The Governor of the Central Bank of Nigeria (CBN), Mr Godwin Emefiele, has said Nigeria’s external reserves, which is currently at $35bn, is sufficient to cover 7 months of imports of goods and services.
This disclosure was made by Emefiele at the 55th Annual Bankers Dinner organized by the Chartered Institute of Bankers of Nigeria in Lagos on Friday.
He pointed out that like other emerging market countries and countries that rely on earnings from oil exports, the decline in crude oil earnings, as well as the retreat by foreign portfolio investors, significantly affected the supply of foreign exchange into Nigeria.

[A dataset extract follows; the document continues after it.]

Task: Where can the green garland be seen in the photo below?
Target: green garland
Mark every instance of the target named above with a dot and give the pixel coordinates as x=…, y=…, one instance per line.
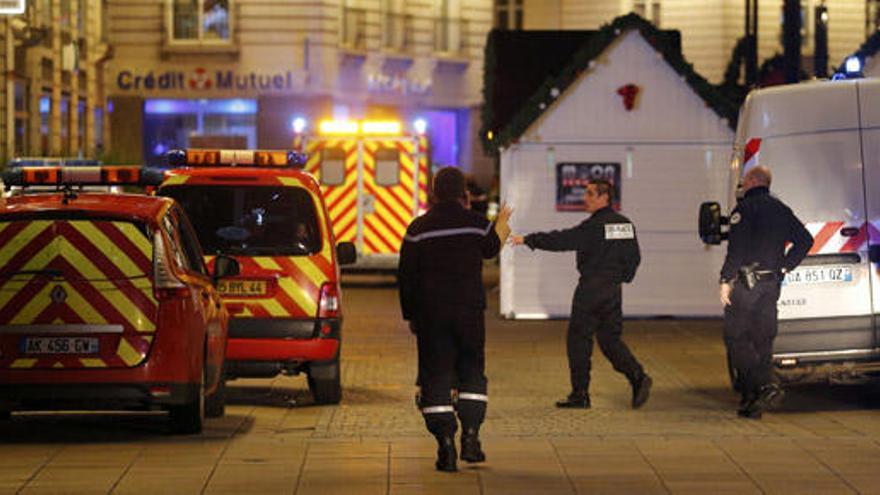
x=542, y=98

Emefiele said, “Our external reserves currently stand above $35bn and are sufficient to cover seven months of import of goods and services.’’
‘’In order to adjust for the decrease in the supply of foreign exchange, he said the naira depreciated from N305/$ to N360/$, and subsequently to N380/$.’’

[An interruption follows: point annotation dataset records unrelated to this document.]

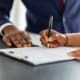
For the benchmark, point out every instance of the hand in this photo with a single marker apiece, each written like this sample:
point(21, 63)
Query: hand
point(13, 37)
point(56, 39)
point(75, 53)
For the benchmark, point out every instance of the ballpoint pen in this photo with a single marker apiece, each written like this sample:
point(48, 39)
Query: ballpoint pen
point(50, 28)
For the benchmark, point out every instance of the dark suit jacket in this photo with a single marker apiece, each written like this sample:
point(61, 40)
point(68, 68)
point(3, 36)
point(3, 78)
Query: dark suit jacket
point(39, 11)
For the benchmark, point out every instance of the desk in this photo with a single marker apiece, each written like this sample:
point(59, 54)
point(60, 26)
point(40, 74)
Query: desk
point(14, 70)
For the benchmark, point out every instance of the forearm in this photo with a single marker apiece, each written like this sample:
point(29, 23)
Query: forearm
point(73, 39)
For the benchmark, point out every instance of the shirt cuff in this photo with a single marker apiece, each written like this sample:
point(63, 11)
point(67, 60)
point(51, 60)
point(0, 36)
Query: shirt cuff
point(3, 26)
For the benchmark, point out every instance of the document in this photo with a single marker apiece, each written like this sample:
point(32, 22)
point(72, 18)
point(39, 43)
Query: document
point(39, 55)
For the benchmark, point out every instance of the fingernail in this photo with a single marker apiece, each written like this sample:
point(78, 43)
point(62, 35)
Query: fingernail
point(48, 45)
point(50, 39)
point(9, 44)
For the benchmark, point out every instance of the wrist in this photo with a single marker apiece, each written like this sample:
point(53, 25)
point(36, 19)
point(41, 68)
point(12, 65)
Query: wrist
point(9, 30)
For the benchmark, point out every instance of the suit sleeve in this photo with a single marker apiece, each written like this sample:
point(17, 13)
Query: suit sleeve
point(5, 8)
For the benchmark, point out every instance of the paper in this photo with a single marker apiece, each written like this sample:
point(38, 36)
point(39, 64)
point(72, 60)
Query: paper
point(39, 55)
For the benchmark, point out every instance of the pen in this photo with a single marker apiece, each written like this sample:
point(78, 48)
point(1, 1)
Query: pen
point(50, 28)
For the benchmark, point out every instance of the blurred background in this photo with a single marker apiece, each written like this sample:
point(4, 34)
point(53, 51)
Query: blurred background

“With the decline in our foreign exchange earnings and successive exchange rate adjustments, the CBN has continued to implement a demand management framework, which is designed to bolster the production of items that can be produced in Nigeria, and aid conservation of our external reserves.

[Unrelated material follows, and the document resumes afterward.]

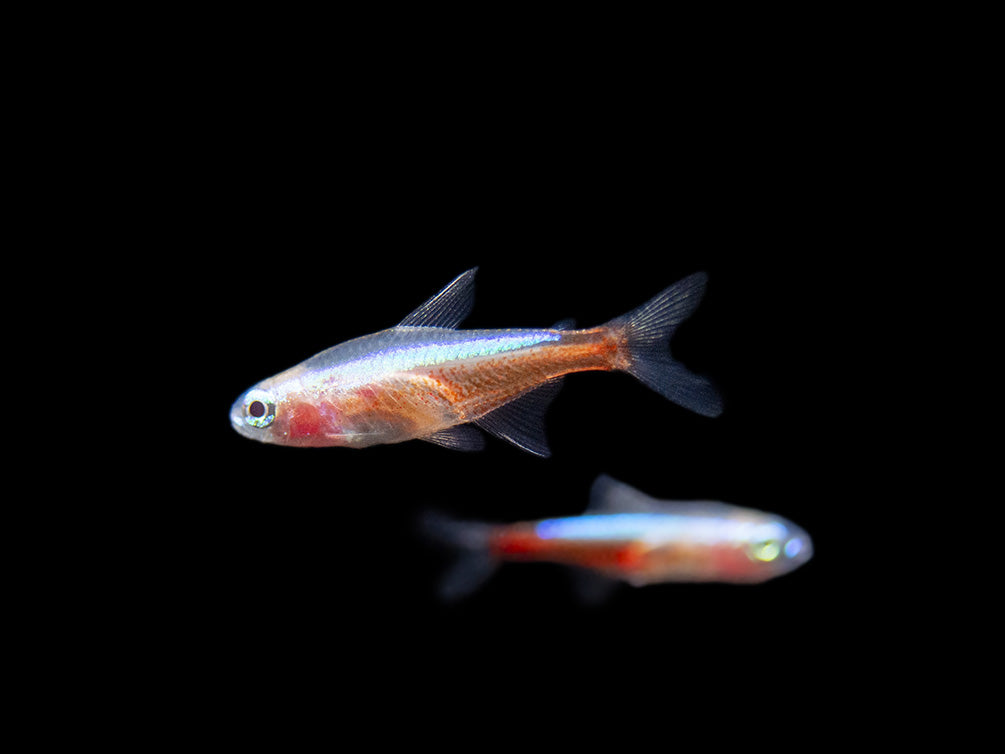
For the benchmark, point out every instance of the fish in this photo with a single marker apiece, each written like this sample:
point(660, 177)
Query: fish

“Due to the unprecedented nature of the shock, we continued to favour a gradual liberalization of the foreign exchange market in order to smoothen exchange rate volatility and mitigate the impact which, rapid changes in the exchange rate could have on key macro-economic variables.’’
“This we believe is in line with international best practices in countries where managed float arrangements are in operation,’’ he said.
The CBN Governor reiterated that the measures being put in place by the authorities to improve the non-oil exports and other sources of foreign exchange had helped to prevent a significant decline in the country’s reserves.
What you should know: External reserves management according to the CBN act, is guided by core objectives like providing a level of confidence to markets that a country can meet its external obligations, hedging the domestic currency, limiting external vulnerability and providing adequate liquidity to finance day-to-day official transactions and unforeseen needs.
This will also help the CBN maintain some stability in the foreign exchange market in the next few months. The continuous drop in the country’s external reserve will impact negatively in the forex market which has already been under intense pressure for some months.